If we were using val instead of var to keep track of myMoney in the class definition, we would not have been able to mutate the dollars and raise our balance.
When defining the class (in the REPL) with val:
error: reassignment to val
myMoney = myMoney.map(_ * 2
Scala is telling us that we wanted an immutable value but are trying to change it!
Thanks to Scala, we can switch to val, re-write our myMoneyWithInterest method and rest assured that our Account class will never alter the balance.
One important property of functional programming is: If I call the same function twice with the same arguments I'll get the same result. This makes reasoning about code much easier in many cases.
Now imagine a function returning the attribute content of some object. If that content can change the function might return different results on different calls with the same argument. => no more functional programming.
First a few definitions:
A side effect is a change in state -- also called a mutation.
An immutable object is an object which does not support mutation, (side effects).
A function which is passed mutable objects (either as parameters or in the global environment) may or may not produce side effects. This is up to the implementation.
However, it is impossible for a function which is passed only immutable objects (either as parameters or in the global environment) to produce side effects. Therefore, exclusive use of immutable objects will preclude the possibility of side effects.
Nate's answer is great, and here is some example.
In functional programming, there is an important feature that when you call a function with same argument, you always get same return value.
This is always true for immutable objects, because you can't modify them after create it:
class MyValue(val value: Int)
def plus(x: MyValue) = x.value + 10
val x = new MyValue(10)
val y = plus(x) // y is 20
val z = plus(x) // z is still 20, plus(x) will always yield 20
But if you have mutable objects, you can't guarantee that plus(x) will always return same value for same instance of MyValue.
class MyValue(var value: Int)
def plus(x: MyValue) = x.value + 10
val x = new MyValue(10)
val y = plus(x) // y is 20
x.value = 30
val z = plus(x) // z is 40, you can't for sure what value will plus(x) return because MyValue.value may be changed at any point.
Why do immutable objects enable functional programming?
They don't.
Take one definition of "function," or "prodecure," "routine" or "method," which I believe applies to many programming languages: "A section of code, typically named, accepting arguments and/or returning a value."

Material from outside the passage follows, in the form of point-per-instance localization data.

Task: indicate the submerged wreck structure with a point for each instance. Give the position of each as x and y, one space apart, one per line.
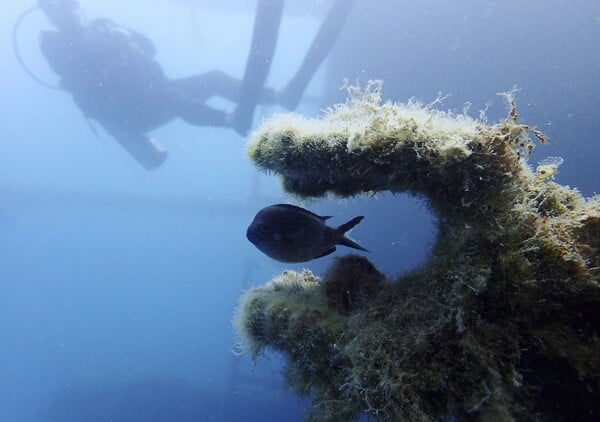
503 320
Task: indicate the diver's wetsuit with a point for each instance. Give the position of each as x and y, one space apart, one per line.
114 79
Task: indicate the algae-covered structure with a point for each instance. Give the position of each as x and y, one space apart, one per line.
502 321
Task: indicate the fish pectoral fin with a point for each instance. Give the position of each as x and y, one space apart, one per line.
327 252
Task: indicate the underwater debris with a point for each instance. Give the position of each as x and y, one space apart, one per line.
502 322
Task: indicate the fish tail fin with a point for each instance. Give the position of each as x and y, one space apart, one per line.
345 240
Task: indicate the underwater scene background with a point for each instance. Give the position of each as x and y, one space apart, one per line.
118 285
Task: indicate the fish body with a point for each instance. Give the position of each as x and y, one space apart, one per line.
288 233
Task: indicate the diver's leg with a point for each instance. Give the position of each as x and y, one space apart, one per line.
217 84
321 46
140 146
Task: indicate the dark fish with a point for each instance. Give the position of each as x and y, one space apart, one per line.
292 234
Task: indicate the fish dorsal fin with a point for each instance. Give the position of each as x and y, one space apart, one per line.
327 252
304 211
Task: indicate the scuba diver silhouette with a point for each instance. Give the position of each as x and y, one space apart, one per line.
112 76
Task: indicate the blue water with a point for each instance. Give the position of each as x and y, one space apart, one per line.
117 285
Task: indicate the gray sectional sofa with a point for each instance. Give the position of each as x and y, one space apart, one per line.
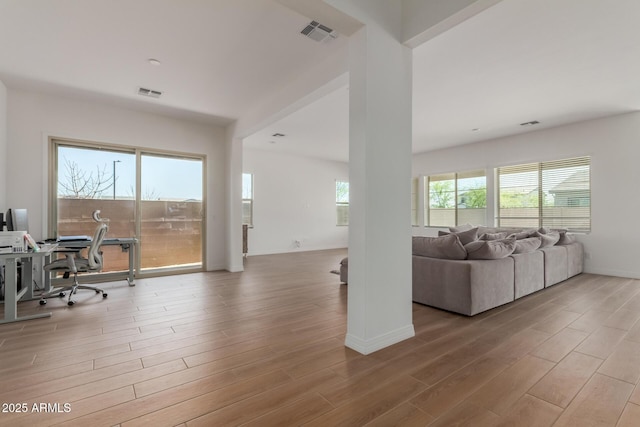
476 269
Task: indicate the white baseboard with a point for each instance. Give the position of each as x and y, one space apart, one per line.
616 273
368 346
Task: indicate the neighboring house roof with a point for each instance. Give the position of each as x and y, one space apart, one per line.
577 181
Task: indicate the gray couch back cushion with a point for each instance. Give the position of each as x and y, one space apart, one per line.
490 249
444 247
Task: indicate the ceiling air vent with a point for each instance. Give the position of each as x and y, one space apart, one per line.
318 32
149 92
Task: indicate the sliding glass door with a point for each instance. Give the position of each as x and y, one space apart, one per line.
156 197
171 211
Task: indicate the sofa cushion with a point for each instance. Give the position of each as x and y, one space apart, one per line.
490 249
444 247
527 245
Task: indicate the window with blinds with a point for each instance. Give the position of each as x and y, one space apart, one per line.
555 194
456 198
415 185
342 203
247 199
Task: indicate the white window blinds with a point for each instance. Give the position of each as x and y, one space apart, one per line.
555 194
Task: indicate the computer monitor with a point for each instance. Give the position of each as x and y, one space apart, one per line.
17 220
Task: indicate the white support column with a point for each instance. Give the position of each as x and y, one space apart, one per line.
233 245
379 301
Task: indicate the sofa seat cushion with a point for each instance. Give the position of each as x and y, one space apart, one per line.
467 287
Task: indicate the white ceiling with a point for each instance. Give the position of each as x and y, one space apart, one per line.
555 61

Take one definition of "functional programming:" "Programming using functions." The ability to program with functions is indepedent of whether state is modified.
For instance, Scheme is considered a functional programming language. It features tail calls, higher-order functions and aggregate operations using functions. It also has mutable objects. While mutability destroys some nice mathematical qualities, it does not necessarily prevent "functional programming."
I've read all the answers and they don't satisfy me, because they mostly talk about "immutability", and not about its relation to FP.
The main question is:
Why do immutable objects enable functional programming?
So I've searched a bit more and I have another answer, I believe the easy answer to this question is: "Because Functional Programming is basically defined on the basis of functions that are easy to reason about". Here's the definition of Functional Programming:
The process of building software by composing pure functions.
If a function is not pure -- which means receiving the same input, it's not guaranteed to always produce the same output (e.g., if the function relies on a global object, or date and time, or a random number to compute the output) -- then that function is unpredictable, that's it! Now exactly the same story goes about "immutability" as well, if objects are not immutable, a function with the same object as its input may have different results (aka side effects) each time used, and this will make it hard to reason about the program.
I first tried to put this in a comment, but it got longer than the limit, I'm by no means a pro so please take this answer with a grain of salt.